Posted on 2025-07-272025-07-28

(Continued from Mumbai: Splashes of Color)

Featured Photo: “Taj Mahal Palace Hotel – Close-Up”
 Mumbai, India—2011

There was a small crowd of locals milling about the Gateway of India, but it seemed most Mumbaikers were not really observing the sight itself; rather, it was as if they had just found a pleasant spot to gather and greet one another.

My host and I waded through the onlookers and pushed up close to the arch itself. He offered to take my photo, and I agreed; it is one of the few pictures of me from the trip.

He handed the camera back and I started walking around the base of the memorial, photographing the graceful patterns…

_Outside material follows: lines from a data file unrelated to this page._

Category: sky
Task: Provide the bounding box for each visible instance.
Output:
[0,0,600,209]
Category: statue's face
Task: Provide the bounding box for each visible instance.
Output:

…that seemed so fragile, despite being fashioned from yellow basalt and concrete.

The close-up of the carving on the pedestal revealed the fine craftsmanship.

I stepped away from the base and took in the monument’s full height of 85 feet, then tried to frame the Gateway’s three arches…

…before zooming in on the historical inscription at the top.

Although its style reflects the Gujarati-inspired architecture found throughout India, the Gateway was built for one specific purpose during the British Raj: to commemorate the arrival of England’s King George V—accompanied by Queen Mary—for his coronation as Emperor of India in 1911. (He was the first British monarch to visit India.)

Construction of the memorial had been delayed, however, and the royal couple arrived to find a fake cardboard structure instead. The foundation stone was not laid until 1913, and the monument was not completed until 1924. Fittingly, the Gateway also served as the final departure point for the British, following Indian independence in 1947. This signaled the end of the Raj after nearly two centuries of colonial rule, dating back to the British East India Company. (The term “Raj” is derived from the Hindi word for “reign” or “rule”.)

I turned away from the Gateway to observe the building nearby, which was even more impressive in beauty and size. The Taj Mahal Palace—inspired by its namesake in Agra—is a five-star luxury hotel boasting more than 500 rooms.

The historic hotel opened in 1903, its original structure consisting of an impressive, ornate design—captured in the detail of today’s Featured Photo. The hotel now also includes a modern and far-less-elaborate tower wing that was opened in 1972 (here showing its seldom seen backside).

Down an alleyway, just a few steps from the tower, was a less-than-welcoming invitation—spray-painted in red—to another so-called ‘mansion’.

I returned to the busy expanse near the Taj Mahal Palace and walked right up to the historic hotel to photograph some architectural details.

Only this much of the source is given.